Sometimes the two cousins also spent time in small village churches preparing children to be baptized, assisting Ida’s father as he examined patients, and teaching the catechism to others.
One thing seemed to flow into the next. After an open-air meeting, where Ida’s father and uncle would take turns preaching from the back of a bandy, Dr. Scudder would lay a white sheet on the ground and proceed with minor operations, assisted by Uncle Jared. Broken arms and legs were set, growths removed, abscesses lanced, and teeth pulled. Ida was always fascinated as her father and uncle tied up their beards and invited the patients to lie down on the sheet. Invariably a crowd would gather around, making comments on every procedure. Of course, only men could be operated on in this way, because Hindu husbands would not allow another man, not even a doctor, to see their wives without their clothes on, including their veils. The whole idea seemed ludicrous to Ida as she watched her father try to diagnose a woman’s problem by feeling the pulse at her wrist through a nearly closed door.

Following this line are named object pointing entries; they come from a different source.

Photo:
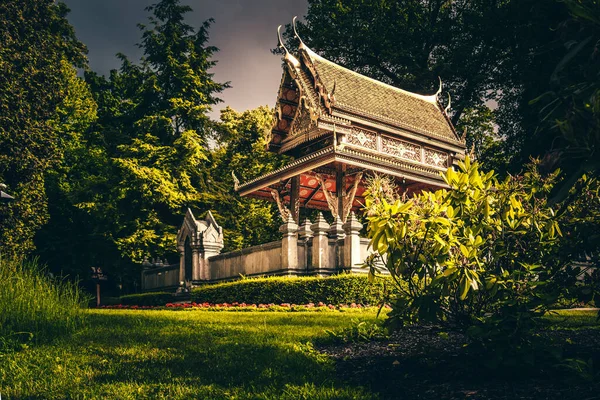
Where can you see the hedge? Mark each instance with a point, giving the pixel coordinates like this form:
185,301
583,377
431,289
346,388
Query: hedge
337,289
148,299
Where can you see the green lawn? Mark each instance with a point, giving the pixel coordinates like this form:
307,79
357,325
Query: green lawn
201,354
169,354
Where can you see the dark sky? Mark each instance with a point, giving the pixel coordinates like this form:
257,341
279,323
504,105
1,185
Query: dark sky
244,31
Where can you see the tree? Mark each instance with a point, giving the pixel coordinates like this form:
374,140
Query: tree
37,42
242,141
150,158
483,50
483,256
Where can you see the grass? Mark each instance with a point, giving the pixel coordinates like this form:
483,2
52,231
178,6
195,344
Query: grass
573,319
185,354
34,307
160,354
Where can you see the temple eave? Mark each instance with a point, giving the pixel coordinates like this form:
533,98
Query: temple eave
428,175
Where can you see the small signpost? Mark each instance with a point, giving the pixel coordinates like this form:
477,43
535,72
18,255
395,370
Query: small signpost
97,276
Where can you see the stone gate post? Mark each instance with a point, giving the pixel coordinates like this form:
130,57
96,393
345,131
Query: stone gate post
289,245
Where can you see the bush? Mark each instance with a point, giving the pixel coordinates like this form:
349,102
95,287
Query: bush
338,289
483,256
35,307
148,299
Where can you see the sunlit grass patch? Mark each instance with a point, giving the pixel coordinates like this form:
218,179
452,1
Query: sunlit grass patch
166,354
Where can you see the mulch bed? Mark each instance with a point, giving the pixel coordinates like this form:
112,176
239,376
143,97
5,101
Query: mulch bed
426,362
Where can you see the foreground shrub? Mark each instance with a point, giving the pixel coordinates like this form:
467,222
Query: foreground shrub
338,289
148,299
482,256
34,307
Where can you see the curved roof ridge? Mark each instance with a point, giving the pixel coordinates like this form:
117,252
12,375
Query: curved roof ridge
428,98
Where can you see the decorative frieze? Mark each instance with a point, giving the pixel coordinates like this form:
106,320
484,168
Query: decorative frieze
436,158
363,138
400,148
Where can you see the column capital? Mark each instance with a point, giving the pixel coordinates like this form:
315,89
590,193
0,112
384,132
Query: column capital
304,232
336,231
352,225
320,227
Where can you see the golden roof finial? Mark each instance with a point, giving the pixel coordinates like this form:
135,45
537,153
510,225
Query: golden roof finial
440,88
301,45
288,57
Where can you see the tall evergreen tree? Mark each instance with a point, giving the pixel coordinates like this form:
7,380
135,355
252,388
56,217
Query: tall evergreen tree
241,148
152,118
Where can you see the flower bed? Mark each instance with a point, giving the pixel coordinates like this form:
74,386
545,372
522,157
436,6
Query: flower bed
248,307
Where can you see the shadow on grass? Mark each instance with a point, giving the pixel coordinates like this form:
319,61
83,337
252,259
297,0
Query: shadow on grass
248,353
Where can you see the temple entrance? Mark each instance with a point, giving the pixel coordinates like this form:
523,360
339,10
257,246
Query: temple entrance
187,259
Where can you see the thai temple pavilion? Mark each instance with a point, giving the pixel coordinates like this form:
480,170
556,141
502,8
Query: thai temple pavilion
337,126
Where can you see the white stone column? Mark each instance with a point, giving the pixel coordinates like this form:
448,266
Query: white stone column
196,263
289,245
352,227
181,250
336,240
320,253
304,237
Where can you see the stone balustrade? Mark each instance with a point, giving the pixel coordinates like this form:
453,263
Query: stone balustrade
317,248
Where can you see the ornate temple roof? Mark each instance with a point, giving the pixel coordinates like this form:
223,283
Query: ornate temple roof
339,126
359,94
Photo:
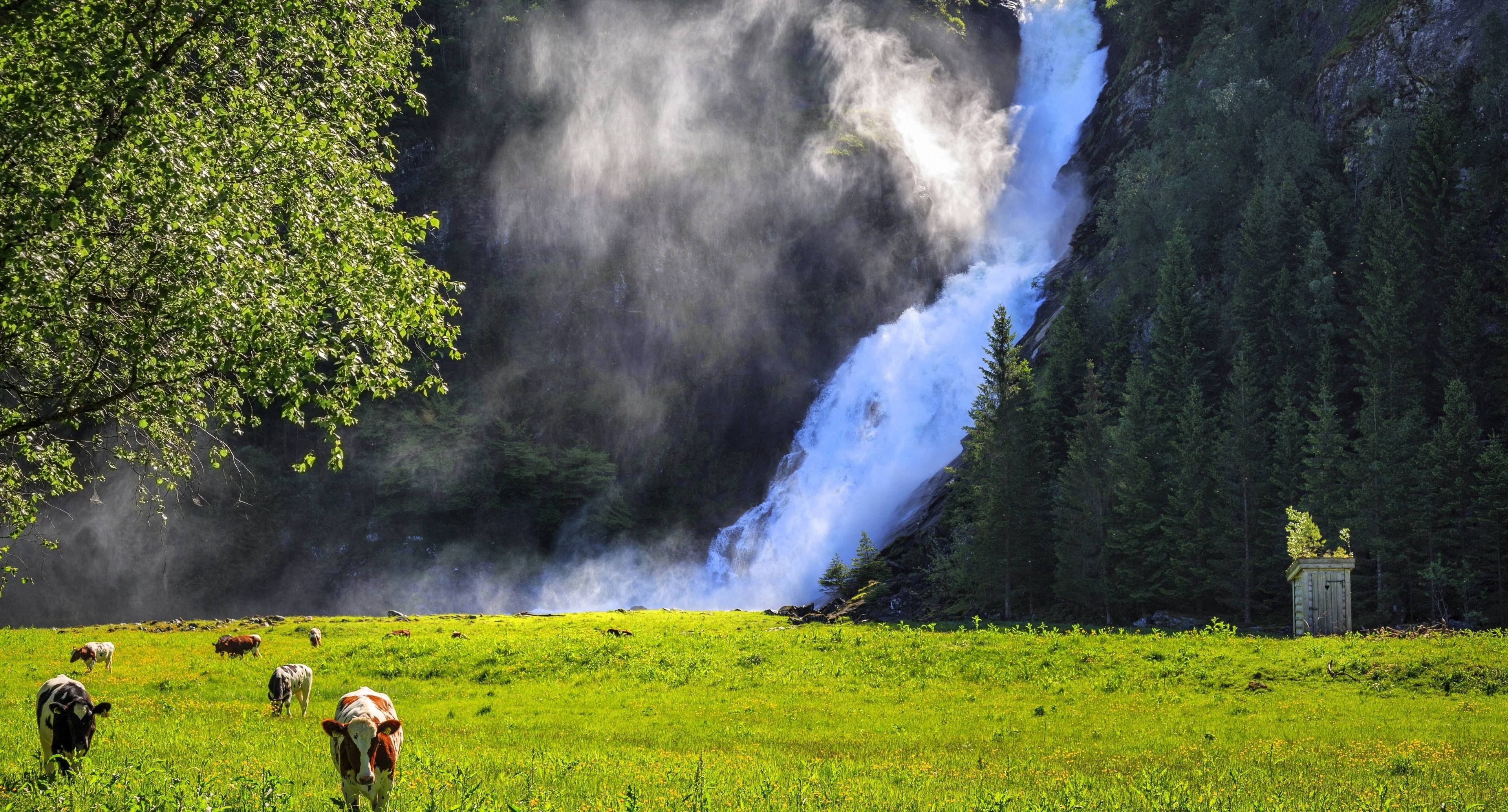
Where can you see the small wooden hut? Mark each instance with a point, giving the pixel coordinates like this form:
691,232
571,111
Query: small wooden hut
1321,596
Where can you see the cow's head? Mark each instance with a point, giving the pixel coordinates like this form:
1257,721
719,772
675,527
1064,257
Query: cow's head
77,718
364,742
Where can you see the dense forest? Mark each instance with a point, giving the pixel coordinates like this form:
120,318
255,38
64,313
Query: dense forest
1276,304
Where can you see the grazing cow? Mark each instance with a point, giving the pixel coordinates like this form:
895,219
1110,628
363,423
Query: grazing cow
239,646
289,682
90,653
366,737
66,721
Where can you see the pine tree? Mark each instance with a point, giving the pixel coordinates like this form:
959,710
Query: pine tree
1492,522
1064,373
866,567
1432,175
1136,544
1389,309
1190,520
1325,463
1120,349
1003,478
835,581
1447,490
1082,510
1380,481
1180,327
1287,460
1285,323
1244,461
1323,317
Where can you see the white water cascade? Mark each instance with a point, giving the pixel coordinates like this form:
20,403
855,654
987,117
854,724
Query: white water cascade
895,412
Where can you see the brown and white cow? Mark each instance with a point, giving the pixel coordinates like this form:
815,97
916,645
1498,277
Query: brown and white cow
239,646
91,653
366,737
66,721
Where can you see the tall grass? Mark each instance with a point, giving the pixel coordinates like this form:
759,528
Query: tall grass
702,711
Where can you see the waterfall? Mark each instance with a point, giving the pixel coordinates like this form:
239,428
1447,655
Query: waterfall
895,412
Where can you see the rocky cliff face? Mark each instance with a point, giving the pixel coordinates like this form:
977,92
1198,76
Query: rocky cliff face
1393,59
1376,62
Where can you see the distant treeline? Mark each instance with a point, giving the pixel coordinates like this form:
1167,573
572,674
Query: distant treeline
1266,320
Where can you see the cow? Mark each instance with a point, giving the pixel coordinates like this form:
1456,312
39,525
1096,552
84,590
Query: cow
66,721
289,682
91,653
239,646
366,737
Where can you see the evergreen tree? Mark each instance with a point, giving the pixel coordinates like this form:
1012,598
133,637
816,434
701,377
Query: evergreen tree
1120,349
1180,327
867,567
1380,484
1323,317
836,579
1287,460
1190,520
1492,519
1064,373
1325,463
1389,309
1138,547
1083,508
1432,177
1003,478
1447,490
1244,460
1285,318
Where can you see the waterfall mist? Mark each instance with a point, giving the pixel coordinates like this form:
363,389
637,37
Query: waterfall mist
895,412
678,185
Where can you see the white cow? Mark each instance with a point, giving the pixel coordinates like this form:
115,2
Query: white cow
366,737
289,682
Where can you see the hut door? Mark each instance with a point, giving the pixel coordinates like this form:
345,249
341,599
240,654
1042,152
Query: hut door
1332,606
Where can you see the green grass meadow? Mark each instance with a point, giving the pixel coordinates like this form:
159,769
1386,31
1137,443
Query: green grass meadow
736,710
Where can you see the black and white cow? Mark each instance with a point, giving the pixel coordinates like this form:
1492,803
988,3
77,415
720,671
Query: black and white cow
289,682
91,653
66,721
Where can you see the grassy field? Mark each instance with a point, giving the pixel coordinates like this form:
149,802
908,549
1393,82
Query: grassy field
739,711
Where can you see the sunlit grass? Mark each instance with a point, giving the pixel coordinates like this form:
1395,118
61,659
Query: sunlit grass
738,711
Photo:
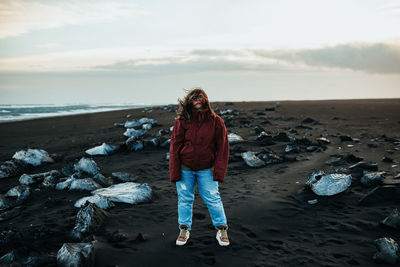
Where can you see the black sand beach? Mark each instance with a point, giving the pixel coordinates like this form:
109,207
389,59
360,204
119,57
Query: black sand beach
270,221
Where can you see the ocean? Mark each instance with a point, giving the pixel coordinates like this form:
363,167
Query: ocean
29,111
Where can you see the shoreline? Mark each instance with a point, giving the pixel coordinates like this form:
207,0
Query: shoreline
270,220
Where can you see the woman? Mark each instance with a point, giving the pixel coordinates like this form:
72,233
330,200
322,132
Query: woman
199,152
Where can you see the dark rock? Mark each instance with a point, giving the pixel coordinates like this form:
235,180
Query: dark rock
76,254
258,129
323,140
388,251
387,159
303,127
89,219
308,120
363,165
345,138
281,137
393,220
372,178
381,193
291,149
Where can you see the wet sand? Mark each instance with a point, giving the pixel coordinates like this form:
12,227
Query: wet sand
270,221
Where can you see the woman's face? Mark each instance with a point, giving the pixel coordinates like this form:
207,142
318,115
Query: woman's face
197,101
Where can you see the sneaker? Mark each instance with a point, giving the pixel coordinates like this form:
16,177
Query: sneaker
183,236
222,235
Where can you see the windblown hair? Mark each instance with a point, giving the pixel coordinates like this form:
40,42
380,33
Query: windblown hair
185,106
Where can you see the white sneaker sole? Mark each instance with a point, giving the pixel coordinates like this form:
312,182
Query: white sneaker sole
221,243
181,243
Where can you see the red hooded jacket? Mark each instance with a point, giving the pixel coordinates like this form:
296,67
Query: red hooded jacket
199,144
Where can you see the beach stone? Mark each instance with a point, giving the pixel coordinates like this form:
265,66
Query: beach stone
281,137
165,143
34,157
258,129
75,254
226,112
129,192
234,138
311,148
11,168
328,184
270,158
252,160
64,183
28,179
102,180
380,194
147,126
134,133
372,178
393,220
388,251
364,166
387,159
89,219
20,192
152,142
103,149
124,176
344,138
84,184
8,257
160,133
100,201
291,149
135,146
323,141
87,165
9,214
265,139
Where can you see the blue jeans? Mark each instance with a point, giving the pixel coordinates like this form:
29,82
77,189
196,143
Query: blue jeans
208,189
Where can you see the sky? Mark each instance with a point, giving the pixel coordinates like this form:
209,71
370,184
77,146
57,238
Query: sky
149,52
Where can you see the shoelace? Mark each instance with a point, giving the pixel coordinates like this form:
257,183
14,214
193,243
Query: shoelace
224,234
183,233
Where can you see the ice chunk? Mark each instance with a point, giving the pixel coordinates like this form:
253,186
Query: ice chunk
252,160
33,157
135,146
27,179
228,111
75,254
134,133
87,165
147,126
388,250
104,149
234,138
393,220
10,168
84,184
128,192
64,184
21,192
372,178
88,220
100,201
328,184
124,176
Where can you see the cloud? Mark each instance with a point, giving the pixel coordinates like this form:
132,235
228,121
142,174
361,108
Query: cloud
372,58
18,16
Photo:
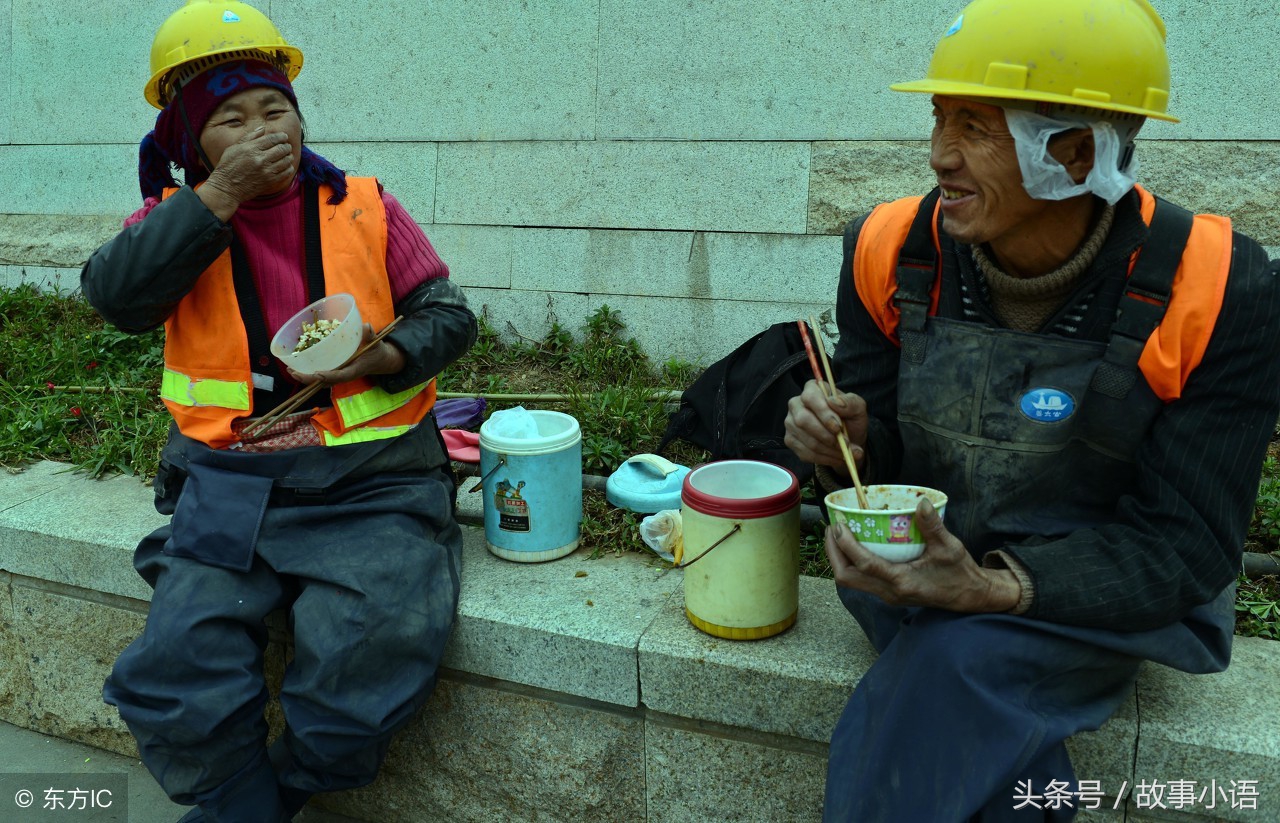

After watching Dixie for several days, Ida marveled at how she kept working so cheerfully, even for Uncle Jared, who barked out orders and never smiled. Dixie was a very beautiful woman. She was rumored to have had more marriage proposals than any other white woman in India. Ida wondered why she had not accepted one of these proposals and gotten out from under her father’s incessant commands.
One day, when they had some spare time, Ida and Dixie managed to slip out of the camp and go for a walk alongside a stream, where they found a huge oleander bush in full bloom. Delighted by the sight of the oleander, Dixie and Ida picked the blossoms and festooned their hats with them. They then gathered branches from the bush and headed back to camp laughing and giggling at the sight of each other’s hat.